A Guerra Finlandesa foi um conflito entre a Suécia e o Império Russo, ocorrido entre fevereiro de 1808 e setembro de 1809. Como resultado da guerra, o território da Finlândia, até então pertencente à Suécia, tornou-se um grão-ducado autônomo, ligado à Rússia por uma união pessoal (o que tornava sua condição independente apenas de jure, enquanto era de facto parte do Império Russo). Também se podem citar como consequências indiretas a adesão de uma nova constituição pelo parlamento sueco e a substituição da casa de Holstein-Gottorp pela casa de Bernadotte como casa reinante na Suécia.

Antecedentes[editar | editar código-fonte]

A Suécia, apesar de tradicional aliada do Reino Unido, tentava manter uma posição neutra perante as Guerras Napoleônicas. Com a assinatura dos tratados de Tilsit (entre o imperador russo Alexandre I e o imperador francês Napoleão Bonaparte), entretanto, o fim da neutralidade sueca passou a ser uma questão de tempo. Para a Rússia, a conquista do território da Finlândia (até então integrante da Suécia) seria estrategicamente vantajosa, pois afastaria a fronteira entre as potências da capital russa, São Petersburgo. E a pressão por parte do Reino Unido intensificou-se quando, em 1807, a Dinamarca se recusou a deixar sua neutralidade para enfrentar o Império Napoleônico, e a Marinha Real Britânica bombardeou Copenhague, na chamada batalha de Copenhague.

Também eram muito pequenas as chances das forças suecas de vencerem o maior e mais experiente exército russo, mas o rei sueco, Gustavo IV Adolfo acreditava na possibilidade de a Suécia se defender contra possíveis invasões russas.

Guerra[editar | editar código-fonte]

Em 21 de fevereiro de 1808, 24.000 soldados russos sob o comando de Friedrich Wilhelm von Buxhoevden atravessaram a fronteira e capturaram Hämeenlinna. A Suécia não estava preparada para tal ataque, já que a guerra não foi declarada até abril. À época, em torno de 21.000 soldados suecos estavam estacionados em várias fortalezas pela Finlândia, enquanto o resto de exército não podia deixar o sul da Suécia com medo de uma invasão dinamarquesa.

O plano do comandante sueco Johan Adam Cronstedt era retroceder até a Ostrobótnia, deixando para trás apenas as fortalezas isoladas de Svartholm e Sveaborg.

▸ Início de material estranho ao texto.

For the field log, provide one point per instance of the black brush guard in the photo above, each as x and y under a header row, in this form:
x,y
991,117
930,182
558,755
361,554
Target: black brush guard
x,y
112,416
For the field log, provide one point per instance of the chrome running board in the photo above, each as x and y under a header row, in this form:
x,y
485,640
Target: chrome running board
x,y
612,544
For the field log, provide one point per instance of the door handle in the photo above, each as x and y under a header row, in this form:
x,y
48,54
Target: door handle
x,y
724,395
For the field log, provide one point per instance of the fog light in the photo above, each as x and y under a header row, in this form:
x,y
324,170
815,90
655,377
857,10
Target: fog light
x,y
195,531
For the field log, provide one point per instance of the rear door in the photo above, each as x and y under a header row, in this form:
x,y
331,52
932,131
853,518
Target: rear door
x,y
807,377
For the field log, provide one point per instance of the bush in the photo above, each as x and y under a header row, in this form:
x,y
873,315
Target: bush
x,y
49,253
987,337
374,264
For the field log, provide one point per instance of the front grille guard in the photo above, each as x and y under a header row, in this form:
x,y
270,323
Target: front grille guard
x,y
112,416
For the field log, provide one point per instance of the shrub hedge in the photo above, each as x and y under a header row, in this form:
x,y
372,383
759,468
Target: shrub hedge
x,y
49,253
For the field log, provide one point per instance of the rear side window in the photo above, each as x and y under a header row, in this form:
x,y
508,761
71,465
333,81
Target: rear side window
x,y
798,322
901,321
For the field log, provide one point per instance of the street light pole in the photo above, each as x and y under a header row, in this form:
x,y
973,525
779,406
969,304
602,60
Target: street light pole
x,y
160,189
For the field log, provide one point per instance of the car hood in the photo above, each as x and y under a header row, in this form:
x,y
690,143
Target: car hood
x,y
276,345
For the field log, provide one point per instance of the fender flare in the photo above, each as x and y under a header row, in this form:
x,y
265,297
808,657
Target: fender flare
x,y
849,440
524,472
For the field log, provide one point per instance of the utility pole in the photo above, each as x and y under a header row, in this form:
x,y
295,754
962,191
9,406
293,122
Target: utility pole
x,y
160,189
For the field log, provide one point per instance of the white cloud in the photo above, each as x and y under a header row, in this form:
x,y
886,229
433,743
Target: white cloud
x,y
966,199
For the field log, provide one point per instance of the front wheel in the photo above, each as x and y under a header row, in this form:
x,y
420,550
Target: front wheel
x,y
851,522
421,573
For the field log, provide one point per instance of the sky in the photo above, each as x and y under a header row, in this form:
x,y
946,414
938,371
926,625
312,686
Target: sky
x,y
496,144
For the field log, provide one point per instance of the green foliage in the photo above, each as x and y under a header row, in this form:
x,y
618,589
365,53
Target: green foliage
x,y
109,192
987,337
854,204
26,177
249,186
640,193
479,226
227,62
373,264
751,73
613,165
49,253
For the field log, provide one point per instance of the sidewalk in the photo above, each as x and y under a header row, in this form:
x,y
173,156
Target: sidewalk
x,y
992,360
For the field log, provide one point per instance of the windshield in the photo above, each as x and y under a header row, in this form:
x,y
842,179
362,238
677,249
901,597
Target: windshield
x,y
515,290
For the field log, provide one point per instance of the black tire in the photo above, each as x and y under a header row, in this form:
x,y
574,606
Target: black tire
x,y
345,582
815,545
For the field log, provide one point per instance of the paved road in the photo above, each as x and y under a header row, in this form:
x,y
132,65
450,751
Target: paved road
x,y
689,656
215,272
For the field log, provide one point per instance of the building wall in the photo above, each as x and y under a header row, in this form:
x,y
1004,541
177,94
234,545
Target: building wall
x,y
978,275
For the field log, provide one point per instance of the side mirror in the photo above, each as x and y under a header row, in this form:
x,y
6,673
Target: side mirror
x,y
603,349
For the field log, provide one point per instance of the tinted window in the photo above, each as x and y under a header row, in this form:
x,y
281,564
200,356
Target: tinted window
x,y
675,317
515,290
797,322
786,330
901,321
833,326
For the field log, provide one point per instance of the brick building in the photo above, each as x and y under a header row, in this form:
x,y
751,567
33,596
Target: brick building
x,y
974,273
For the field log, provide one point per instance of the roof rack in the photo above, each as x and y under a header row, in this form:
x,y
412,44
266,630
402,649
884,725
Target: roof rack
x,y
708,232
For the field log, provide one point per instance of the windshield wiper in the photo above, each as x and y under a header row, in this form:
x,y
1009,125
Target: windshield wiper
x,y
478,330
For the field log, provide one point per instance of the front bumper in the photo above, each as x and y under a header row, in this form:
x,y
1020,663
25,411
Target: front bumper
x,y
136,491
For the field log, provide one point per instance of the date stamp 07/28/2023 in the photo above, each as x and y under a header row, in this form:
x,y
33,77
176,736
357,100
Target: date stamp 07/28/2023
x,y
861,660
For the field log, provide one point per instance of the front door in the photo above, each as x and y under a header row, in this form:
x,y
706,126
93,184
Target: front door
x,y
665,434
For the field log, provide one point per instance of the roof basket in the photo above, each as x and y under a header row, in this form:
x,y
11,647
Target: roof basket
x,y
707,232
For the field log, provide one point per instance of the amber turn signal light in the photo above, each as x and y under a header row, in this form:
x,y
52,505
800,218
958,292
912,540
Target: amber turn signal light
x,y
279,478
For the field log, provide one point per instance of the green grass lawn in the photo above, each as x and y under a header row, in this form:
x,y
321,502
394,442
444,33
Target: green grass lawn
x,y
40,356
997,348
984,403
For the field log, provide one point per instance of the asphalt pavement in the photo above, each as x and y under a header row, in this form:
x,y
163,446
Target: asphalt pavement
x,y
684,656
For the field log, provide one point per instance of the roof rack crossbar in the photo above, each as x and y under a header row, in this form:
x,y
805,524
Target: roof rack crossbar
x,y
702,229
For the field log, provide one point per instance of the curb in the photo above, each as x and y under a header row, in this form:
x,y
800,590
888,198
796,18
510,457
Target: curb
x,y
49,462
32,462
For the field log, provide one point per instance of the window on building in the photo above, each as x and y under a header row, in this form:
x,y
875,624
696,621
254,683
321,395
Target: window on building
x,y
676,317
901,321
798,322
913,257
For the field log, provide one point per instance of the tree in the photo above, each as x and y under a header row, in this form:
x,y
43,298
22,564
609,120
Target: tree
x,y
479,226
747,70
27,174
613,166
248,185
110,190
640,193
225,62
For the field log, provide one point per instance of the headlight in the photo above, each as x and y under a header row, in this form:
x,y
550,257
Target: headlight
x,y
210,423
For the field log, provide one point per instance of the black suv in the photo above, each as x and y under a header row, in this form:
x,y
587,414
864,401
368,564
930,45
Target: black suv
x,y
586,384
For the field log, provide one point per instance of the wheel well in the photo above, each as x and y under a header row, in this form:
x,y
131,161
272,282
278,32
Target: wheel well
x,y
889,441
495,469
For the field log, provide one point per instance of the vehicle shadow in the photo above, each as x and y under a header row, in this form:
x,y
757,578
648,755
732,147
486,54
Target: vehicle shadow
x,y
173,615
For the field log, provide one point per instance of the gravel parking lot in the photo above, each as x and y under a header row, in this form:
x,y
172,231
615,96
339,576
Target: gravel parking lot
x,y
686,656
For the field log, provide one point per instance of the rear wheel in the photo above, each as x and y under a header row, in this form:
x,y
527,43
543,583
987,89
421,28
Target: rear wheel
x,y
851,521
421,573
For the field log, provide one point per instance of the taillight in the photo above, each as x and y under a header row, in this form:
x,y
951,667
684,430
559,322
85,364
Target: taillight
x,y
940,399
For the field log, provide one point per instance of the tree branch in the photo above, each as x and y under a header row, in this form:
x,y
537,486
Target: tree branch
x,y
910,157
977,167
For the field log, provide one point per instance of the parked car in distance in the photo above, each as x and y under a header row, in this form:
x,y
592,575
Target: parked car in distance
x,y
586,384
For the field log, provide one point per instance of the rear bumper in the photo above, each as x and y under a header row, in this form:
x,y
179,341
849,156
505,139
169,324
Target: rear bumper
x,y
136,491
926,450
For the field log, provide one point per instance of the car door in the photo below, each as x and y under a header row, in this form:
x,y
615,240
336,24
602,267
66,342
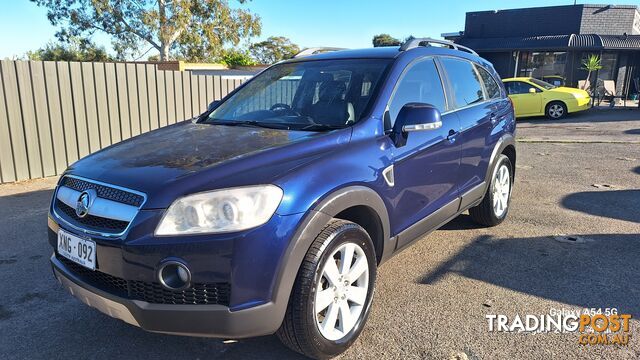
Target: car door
x,y
477,110
524,102
426,167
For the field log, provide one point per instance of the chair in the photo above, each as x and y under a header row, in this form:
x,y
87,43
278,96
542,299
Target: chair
x,y
584,85
610,91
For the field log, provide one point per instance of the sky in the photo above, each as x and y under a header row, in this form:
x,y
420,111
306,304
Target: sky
x,y
340,23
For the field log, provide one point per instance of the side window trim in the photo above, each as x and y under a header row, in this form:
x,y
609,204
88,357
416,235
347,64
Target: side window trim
x,y
406,69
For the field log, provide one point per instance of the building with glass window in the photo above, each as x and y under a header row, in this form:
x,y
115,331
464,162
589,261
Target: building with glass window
x,y
550,43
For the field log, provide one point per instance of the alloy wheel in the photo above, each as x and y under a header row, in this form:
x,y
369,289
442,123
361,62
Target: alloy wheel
x,y
501,190
556,111
341,293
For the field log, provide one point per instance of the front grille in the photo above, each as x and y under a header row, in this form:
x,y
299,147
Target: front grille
x,y
106,192
95,223
154,293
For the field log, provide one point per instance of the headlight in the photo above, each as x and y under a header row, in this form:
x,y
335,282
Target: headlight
x,y
222,210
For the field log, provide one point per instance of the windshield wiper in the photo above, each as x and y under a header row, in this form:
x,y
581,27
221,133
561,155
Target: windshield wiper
x,y
251,123
321,127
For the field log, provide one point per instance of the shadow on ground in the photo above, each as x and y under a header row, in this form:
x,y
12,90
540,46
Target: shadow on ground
x,y
614,204
592,116
598,273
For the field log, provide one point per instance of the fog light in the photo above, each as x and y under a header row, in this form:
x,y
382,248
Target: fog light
x,y
174,275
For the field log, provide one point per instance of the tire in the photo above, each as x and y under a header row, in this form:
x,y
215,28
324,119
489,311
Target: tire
x,y
489,212
302,329
556,110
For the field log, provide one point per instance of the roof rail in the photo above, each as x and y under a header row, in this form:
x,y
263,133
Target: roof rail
x,y
316,50
414,43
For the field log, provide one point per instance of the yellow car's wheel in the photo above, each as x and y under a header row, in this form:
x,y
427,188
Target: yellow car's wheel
x,y
556,110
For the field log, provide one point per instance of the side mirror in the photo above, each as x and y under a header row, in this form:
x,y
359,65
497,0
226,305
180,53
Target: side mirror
x,y
415,117
213,105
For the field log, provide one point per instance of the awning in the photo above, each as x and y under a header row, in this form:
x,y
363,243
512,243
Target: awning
x,y
554,42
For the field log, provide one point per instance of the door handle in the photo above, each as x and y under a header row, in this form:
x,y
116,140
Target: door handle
x,y
452,135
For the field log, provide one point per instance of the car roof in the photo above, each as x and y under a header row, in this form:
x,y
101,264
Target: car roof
x,y
386,52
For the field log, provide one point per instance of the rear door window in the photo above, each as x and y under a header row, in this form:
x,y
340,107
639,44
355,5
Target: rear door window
x,y
464,80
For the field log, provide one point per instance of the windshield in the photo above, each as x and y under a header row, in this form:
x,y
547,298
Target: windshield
x,y
310,95
543,84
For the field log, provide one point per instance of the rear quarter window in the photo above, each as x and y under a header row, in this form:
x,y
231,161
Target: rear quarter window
x,y
490,85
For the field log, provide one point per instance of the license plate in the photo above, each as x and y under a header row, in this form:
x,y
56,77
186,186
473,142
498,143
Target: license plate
x,y
76,249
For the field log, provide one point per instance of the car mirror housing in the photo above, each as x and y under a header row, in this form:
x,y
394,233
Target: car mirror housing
x,y
213,105
415,117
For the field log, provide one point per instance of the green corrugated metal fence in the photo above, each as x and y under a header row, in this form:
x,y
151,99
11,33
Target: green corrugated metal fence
x,y
53,113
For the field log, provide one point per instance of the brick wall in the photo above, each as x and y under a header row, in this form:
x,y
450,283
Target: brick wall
x,y
609,20
554,20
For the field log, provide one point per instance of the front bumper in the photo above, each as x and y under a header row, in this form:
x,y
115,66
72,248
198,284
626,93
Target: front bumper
x,y
193,320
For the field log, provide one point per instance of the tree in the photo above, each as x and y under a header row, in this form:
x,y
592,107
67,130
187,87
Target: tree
x,y
274,49
385,40
195,29
591,63
235,58
75,50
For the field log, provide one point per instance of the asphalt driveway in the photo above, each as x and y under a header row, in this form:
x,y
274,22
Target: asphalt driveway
x,y
578,177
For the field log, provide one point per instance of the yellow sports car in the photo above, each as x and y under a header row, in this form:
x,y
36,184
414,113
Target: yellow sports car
x,y
533,97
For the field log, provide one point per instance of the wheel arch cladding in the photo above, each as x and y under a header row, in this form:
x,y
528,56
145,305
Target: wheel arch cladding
x,y
506,145
352,202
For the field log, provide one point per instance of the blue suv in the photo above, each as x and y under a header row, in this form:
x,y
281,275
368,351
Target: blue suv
x,y
270,212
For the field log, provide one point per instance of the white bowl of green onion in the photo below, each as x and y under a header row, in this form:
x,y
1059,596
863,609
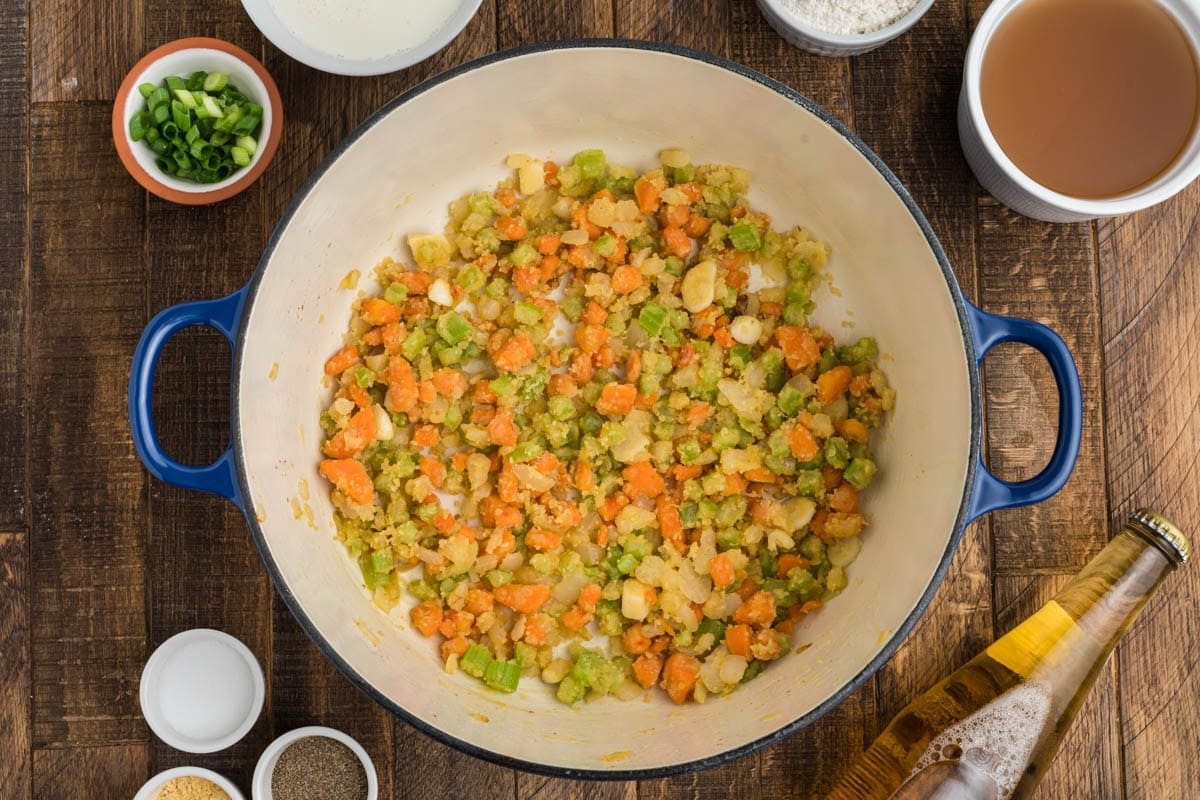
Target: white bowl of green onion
x,y
197,120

Em março, os russos com relativamente poucas tropas tomaram quase sem resistência Kuopio, Tampere, Jakobstad, Svartholm rendeu-se após um pequeno cerco, Helsinque, Hanko e aportaram em Gotland e nas ilhas Åland. Buxhoevden comandou um cerco a Sveaborg, que rendeu-se em 3 de maio, com 6.000 soldados, 100 navios e mais de 700 canhões, já que o comandante Carl Olof Cronstedt e seu conselho pensavam ser inútil resistir.

Com um novo comandantes, Carl Johan Adlercreutz, o exército sueco contra-atacou e a ofensiva russa foi freada. Nikolay Tuchkov, general russo que foi enviado ao norte da Finlândia, deixou guarnições em todos os fortes pelo caminho, reduzindo sua unidade a 4.000 soldados.

Em maio os russos sofreram mais perdas, quando foram expulsos de Gotland e das Åland, onde uma flotilha sueca, apoiada pela população local, compeliu Colonel Vuich e sua guarnição à rendição. Em 26 de maio, uma frota inglesa com 14.000 homens entrou o porto de Gotemburgo, mas, devido a vários desentendimentos com o rei, não chegaram a descer dos navios, e seguiram adiante para enfrentar os franceses na Espanha, deixando 16 navios de guerra e 20 outros navios à disposição da Suécia.